People have been urged to take action as major changes are coming in to the state pension. The state pension is a crucial part of many people’s retirement, with the full new state pension now paying £230.25 a week, or £11,973 a year.

However, the access rules for the benefit are soon to change. From 2026, the age when you can start to claim your state pension will increase from 66 to 67. This will happen gradually, from April 2026 to April 2028.

Another rise in the state pension age is also set to take place, with the access age to increase from 67 to 68 between 2044 and 2046. Mike Ambery, retirement savings director at Standard Life, part of Phoenix Group, urged working age people to be mindful that with changes such as this, the state pension “may become less generous over time”.

He encouraged people to plan ahead, saying: “Building up private pension savings, engaging with workplace pensions, and seeking guidance on long-term financial planning are all crucial steps.”

Another way the state pension could be made less generous is if the triple lock is changed. This policy sets how much the state pension increases each April, guaranteeing payments rate go up in line with whichever is highest: inflation, the rise in average earnings, or 2.5 per cent. Thanks to the pledge, payments are expected to go up 4.7 per cent next April, in line with the earnings figure.

But experts have raised concerns that rising payment rates mean the triple lock could soon become unsustainable, forcing the Government to change the policy. Mark Pemberthy, benefits consulting leader at insurance advisory group Gallagher, said the policy is “unaffordable over the long term”.

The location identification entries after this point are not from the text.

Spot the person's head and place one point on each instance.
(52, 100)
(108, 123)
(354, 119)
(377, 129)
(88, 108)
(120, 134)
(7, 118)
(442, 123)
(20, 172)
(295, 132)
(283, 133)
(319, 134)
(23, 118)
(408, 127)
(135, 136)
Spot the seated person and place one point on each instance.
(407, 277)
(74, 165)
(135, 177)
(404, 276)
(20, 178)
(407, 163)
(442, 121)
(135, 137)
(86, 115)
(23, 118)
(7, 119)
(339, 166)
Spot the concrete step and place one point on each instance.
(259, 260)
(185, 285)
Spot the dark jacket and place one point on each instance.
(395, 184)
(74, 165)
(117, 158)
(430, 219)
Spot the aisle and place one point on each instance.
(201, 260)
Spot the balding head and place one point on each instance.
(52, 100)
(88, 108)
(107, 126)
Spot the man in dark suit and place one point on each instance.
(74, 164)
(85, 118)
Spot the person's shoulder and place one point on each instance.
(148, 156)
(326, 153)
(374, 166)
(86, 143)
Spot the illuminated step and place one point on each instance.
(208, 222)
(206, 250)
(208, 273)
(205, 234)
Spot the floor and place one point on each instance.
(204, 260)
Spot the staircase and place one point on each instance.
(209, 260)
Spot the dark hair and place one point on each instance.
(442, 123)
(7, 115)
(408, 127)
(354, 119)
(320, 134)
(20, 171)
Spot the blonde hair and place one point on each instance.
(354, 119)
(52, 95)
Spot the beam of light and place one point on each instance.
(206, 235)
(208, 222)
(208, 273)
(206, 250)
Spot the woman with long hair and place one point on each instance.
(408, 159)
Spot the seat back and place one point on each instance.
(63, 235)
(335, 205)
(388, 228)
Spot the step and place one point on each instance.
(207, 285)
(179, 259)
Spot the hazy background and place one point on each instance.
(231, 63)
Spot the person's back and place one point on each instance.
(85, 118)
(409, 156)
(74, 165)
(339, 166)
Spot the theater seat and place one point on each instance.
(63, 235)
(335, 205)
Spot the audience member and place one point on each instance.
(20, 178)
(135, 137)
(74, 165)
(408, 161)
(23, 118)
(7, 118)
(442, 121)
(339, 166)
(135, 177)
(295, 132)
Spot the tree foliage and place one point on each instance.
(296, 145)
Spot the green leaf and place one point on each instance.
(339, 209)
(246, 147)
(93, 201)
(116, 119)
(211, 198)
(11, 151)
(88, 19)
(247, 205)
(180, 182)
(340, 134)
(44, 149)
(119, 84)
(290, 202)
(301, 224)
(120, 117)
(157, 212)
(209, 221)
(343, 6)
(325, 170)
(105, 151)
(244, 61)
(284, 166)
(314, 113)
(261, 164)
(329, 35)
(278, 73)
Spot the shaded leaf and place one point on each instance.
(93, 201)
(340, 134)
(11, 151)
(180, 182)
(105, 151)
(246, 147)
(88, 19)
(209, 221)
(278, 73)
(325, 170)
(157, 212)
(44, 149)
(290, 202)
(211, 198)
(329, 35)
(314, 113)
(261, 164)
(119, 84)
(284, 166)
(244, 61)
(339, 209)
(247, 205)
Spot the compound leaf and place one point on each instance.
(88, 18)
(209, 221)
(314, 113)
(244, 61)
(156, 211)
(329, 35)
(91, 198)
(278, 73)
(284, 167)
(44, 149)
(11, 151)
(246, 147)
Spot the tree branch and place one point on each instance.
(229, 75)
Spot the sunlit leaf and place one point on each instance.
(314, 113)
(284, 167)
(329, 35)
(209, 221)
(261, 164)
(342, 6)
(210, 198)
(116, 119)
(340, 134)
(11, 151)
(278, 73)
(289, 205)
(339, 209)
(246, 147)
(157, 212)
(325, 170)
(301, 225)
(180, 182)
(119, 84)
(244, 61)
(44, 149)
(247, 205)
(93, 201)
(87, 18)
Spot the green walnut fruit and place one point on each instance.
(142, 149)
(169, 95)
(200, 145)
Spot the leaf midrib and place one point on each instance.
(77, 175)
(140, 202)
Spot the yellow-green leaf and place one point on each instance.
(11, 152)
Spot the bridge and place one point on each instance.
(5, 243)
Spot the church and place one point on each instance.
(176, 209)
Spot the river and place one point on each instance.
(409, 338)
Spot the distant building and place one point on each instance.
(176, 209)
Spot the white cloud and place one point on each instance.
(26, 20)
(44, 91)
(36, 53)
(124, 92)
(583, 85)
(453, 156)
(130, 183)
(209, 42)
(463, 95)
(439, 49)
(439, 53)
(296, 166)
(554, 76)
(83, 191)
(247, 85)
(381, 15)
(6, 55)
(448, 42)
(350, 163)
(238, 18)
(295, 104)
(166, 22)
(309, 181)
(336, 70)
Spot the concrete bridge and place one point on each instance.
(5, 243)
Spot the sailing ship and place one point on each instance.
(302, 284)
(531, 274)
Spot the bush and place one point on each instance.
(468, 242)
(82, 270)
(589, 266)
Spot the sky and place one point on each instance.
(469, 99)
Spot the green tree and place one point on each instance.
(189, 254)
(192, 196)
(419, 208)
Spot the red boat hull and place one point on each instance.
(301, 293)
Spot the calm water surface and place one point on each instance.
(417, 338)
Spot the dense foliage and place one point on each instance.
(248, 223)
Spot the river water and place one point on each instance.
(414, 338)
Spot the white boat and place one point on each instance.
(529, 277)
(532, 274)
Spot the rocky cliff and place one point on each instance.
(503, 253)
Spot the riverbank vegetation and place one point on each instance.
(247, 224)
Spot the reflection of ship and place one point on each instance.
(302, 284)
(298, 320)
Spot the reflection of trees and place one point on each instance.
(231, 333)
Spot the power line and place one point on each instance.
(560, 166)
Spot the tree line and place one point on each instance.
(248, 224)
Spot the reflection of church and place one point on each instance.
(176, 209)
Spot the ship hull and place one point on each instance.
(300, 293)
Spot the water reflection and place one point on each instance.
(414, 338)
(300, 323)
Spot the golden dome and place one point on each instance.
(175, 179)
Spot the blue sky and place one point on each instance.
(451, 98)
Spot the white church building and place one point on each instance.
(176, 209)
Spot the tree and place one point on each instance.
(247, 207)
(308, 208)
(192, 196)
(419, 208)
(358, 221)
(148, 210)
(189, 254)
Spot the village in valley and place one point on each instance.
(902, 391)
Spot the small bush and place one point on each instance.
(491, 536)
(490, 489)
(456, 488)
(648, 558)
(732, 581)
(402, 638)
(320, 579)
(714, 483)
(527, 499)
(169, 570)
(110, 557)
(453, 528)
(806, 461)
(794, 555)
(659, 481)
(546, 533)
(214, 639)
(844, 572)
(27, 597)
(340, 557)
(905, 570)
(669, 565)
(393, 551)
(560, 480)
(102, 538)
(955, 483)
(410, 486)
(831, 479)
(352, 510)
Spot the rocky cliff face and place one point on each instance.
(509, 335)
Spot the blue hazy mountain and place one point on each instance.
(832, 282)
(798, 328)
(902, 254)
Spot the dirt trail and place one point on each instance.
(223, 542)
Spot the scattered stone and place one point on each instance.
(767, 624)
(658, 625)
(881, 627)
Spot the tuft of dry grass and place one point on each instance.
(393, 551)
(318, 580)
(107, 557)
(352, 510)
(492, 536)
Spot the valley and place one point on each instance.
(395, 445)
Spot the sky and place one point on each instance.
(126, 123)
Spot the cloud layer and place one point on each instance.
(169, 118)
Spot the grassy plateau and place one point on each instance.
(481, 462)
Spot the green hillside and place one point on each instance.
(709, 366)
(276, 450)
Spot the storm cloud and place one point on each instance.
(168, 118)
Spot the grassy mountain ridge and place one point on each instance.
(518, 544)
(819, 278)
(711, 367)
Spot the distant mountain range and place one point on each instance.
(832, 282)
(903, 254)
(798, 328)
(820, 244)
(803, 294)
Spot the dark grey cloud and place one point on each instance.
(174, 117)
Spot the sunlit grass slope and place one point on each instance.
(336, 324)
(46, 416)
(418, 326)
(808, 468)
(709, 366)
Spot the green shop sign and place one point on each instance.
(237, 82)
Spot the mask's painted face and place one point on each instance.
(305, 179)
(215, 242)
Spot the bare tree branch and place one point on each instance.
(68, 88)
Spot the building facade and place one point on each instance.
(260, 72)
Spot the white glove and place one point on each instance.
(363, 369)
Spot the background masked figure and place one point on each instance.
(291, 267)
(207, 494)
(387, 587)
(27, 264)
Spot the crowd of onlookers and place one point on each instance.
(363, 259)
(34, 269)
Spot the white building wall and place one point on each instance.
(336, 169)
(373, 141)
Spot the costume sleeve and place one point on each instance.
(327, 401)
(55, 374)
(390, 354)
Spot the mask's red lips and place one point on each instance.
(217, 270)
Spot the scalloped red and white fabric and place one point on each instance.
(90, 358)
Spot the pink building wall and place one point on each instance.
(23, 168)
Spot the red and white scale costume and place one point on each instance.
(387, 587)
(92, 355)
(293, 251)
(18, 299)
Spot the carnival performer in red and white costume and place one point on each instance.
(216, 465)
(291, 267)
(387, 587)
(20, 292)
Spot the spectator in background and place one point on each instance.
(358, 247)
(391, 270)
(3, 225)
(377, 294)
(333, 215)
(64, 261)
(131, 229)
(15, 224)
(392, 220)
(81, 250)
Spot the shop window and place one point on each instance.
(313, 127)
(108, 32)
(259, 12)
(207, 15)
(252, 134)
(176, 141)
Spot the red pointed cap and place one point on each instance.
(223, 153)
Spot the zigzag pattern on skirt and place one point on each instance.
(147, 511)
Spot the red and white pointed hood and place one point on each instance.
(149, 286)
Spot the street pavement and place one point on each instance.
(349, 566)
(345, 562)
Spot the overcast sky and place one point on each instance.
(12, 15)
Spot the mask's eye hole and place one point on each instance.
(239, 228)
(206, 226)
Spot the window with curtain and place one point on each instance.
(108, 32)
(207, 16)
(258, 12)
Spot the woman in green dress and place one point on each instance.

He explained why he thinks this: “When wages or inflation spike, the bill for the Government rises dramatically. With public finances already under strain, reform is needed soon to avoid placing an unfair burden on future generations.”

The Government has set up a Pensions Commission to look at how to ensure people have enough funds to retire. Mr Ambery said: “The revival of the independent Pensions Commission offers a vital opportunity to rethink how we support people through longer working lives and ensure the system remains fair, sustainable and trusted for generations to come.

“By looking at savings adequacy and levels of dependence on the state pension it has an opportunity to inform the ongoing state pension age review, ensuring that any future changes are grounded in an understanding of how people rely on the system today.”

The state pension age review is a separate study, looking at where the state pension age should be set. The previous review suggested bringing forward the increase from 67 to 68, but this recommendation was not taken up by the previous Conservative Government.